25 augustus 2020
Het is niet een beetje dom om je uit te laten over zaken waar je geen verstand van hebt. Toch mag ik volgens mij als fiscalist wel zeggen dat een niet-medisch mondkapje niet de drager, maar alleen de ander beschermt. Met de fiscale informatiebeschikking is het net zo: die is bedoeld om de rechten van de belastingplichtige te beschermen, maar in de praktijk wordt vooral de fiscus erdoor gedekt. Die komt in elk geval wel heel vaak als winnaar uit de bus in de vele rechtszaken hierover.
De belastingplichtige moet de inspecteur alle gegevens en inlichtingen verstrekken die van belang kunnen zijn voor zijn belastingheffing. Als de vragen niet of onvoldoende worden beantwoord, hangt hem een informatiebeschikking boven het hoofd. Daarin worden de vragen in een formeel jasje gegoten en wordt gedreigd met de sanctie van de omkering en verzwaring van de bewijslast als de beschikking definitief wordt.

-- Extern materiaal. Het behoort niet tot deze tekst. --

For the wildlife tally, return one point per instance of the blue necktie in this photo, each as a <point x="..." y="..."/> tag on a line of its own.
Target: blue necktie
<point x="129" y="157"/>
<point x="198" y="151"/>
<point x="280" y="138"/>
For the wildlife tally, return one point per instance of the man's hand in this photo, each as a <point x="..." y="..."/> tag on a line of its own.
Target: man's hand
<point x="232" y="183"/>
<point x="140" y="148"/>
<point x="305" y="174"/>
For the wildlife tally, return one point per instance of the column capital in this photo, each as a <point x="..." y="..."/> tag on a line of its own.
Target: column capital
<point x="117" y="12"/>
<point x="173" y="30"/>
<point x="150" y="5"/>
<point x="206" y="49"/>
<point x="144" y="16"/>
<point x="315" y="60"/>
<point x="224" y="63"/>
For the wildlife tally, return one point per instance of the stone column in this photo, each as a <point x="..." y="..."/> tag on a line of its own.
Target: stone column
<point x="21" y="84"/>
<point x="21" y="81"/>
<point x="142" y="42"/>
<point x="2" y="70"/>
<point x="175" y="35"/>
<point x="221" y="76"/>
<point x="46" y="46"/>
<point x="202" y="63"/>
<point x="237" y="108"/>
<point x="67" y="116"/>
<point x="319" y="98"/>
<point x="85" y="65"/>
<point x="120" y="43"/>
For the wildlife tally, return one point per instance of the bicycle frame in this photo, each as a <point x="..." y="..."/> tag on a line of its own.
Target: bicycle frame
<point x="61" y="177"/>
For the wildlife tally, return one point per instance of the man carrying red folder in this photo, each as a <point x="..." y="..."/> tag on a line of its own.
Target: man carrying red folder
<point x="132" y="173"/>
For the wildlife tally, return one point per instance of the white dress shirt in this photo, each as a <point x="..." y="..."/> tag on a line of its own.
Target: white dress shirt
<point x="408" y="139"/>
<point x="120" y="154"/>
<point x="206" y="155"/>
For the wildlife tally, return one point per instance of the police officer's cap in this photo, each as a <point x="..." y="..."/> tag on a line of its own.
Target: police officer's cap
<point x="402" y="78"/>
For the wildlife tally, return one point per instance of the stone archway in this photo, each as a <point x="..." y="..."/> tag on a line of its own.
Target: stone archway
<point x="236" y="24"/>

Als het zo ver komt, ben je over het algemeen nog niet jarig.
De mogelijkheden van de fiscus om een informatiebeschikking af te geven, lijken onbegrensd. Vooral bij woon- en vestigingsplaatsonderzoeken mag burger en bedrijf het hemd van het lijf worden gevraagd. Overal waar maar een aanwijzing in kan zitten voor belastingplicht in Nederland moeten zij met de billen bloot: afschriften van binnen- en buitenlandse banken en creditcards, (privé)agenda’s met (privé)afspraken en e-mails. Hoewel we uit de toeslagenaffaire weten dat de Belastingdienst zelf bepaald niet vies is van het wegpoetsen van onwelgevallige passages in documenten, komt de belastingplichtige niet weg met het zwartlakken van delen die hij liever buiten het zicht van de fiscus houdt. Ook in de tijd is de informatie–uitvraag nauwelijks beperkt. Informatiebeschikkingen in verband met de verlengde navorderingstermijn zijn namelijk toegestaan. Burgers en bedrijven kunnen over een periode van maar liefst twaalf jaar – en soms nog veel langer – worden bevraagd, terwijl particulieren hun administratie (in het beste geval) maar vijf jaar bewaren.

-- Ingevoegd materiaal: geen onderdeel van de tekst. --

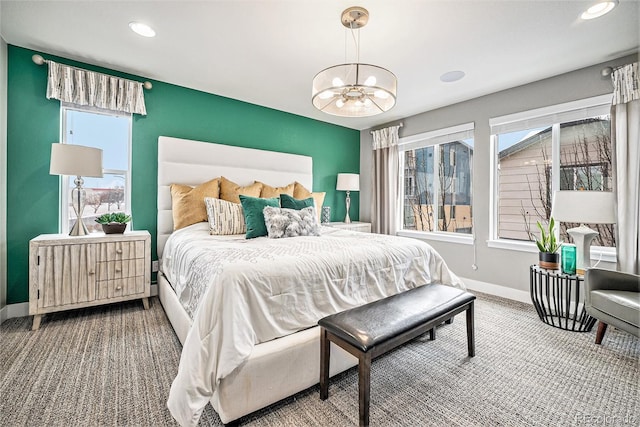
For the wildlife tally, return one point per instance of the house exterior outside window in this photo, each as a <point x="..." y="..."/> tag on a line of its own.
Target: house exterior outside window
<point x="437" y="171"/>
<point x="534" y="161"/>
<point x="110" y="132"/>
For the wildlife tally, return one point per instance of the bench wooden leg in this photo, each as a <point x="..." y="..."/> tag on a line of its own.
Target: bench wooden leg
<point x="602" y="328"/>
<point x="471" y="339"/>
<point x="325" y="354"/>
<point x="364" y="386"/>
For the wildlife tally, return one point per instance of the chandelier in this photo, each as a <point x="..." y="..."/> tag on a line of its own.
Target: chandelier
<point x="354" y="89"/>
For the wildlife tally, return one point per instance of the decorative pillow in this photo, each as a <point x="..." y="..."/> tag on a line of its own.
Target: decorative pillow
<point x="282" y="222"/>
<point x="225" y="218"/>
<point x="291" y="203"/>
<point x="300" y="192"/>
<point x="187" y="203"/>
<point x="253" y="217"/>
<point x="269" y="191"/>
<point x="230" y="191"/>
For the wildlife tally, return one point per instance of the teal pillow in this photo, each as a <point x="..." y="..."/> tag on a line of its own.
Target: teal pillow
<point x="253" y="216"/>
<point x="286" y="201"/>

De enige inperking van de nieuwsgierigheid van de Belastingdienst zit in de beginselen van behoorlijk bestuur. Hierdoor zijn lukrake vragen waarmee in het wilde weg maar wordt gehengeld naar fiscaal irrelevante informatie verboden en mag de fiscus belastingplichtigen niet opzadelen met onevenredig veel moeite om het gevraagde te bemachtigen. Er lopen nu enige procedures bij de Hoge Raad over grensgevallen. De ene zaak betreft detailvragen over contante geldstromen van een directeur-grootaandeelhouder en zijn BV’s over een betalingssysteem waarmee gokbeluste Aziatische vrienden en klanten werden gefaciliteerd bij een geheim te houden casinospel. De andere zaak gaat over de vraag of informatiebeschikkingen over aan- en verkoopkosten van onroerend goed door de beugel kunnen. Gerechtshof Arnhem-Leeuwarden vindt dat vragen van de fiscus naar documenten van de aan– en verkoop van woningen moeten worden aangemerkt als een ontoelaatbare fishing expedition. De belastingrechter maakt korte metten met de stelling van de inspecteur dat deze informatie moet worden verstrekt omdat niet valt uit te sluiten dat er een heffingsbelang is. Het gaat erom of de inspecteur zich, gelet op de hem ter beschikking staande gegevens, in redelijkheid op het standpunt kan stellen dat de door hem gevraagde gegevens, inlichtingen, boeken, bescheiden en/of andere gegevensdragers van belang kunnen zijn voor de belastingheffing ten aanzien van déze belanghebbende. Dat is een mondvol, maar in elk geval stukken minder dan de inspecteur denkt. In het algemeen kunnen aan- en verkoopbescheiden van vastgoed van belang zijn voor de belastingheffing, maar de fiscus had deze bescheiden in dit geval al. Het vragen naar de bekende weg lijkt alleen maar bedoeld om onbekende opbrengstbronnen op het spoor te komen.
Het laatste woord is aan de Hoge Raad. Die heeft de Belastingdienst al in heel veel gevallen de vrije hand gegeven. Ik vraag me af of hij de ruime informatiebevoegdheden van de fiscus gaat beteugelen. Voor belastingplichtigen die niet tegen de fatale omkeringsregel willen aanlopen, is voor de informatiebeschikking net als voor het mondkapje toch het beste advies: ga er zoveel mogelijk in mee. Zowel bij medische als fiscale schijnveiligheid geldt: “better safe than sorry”.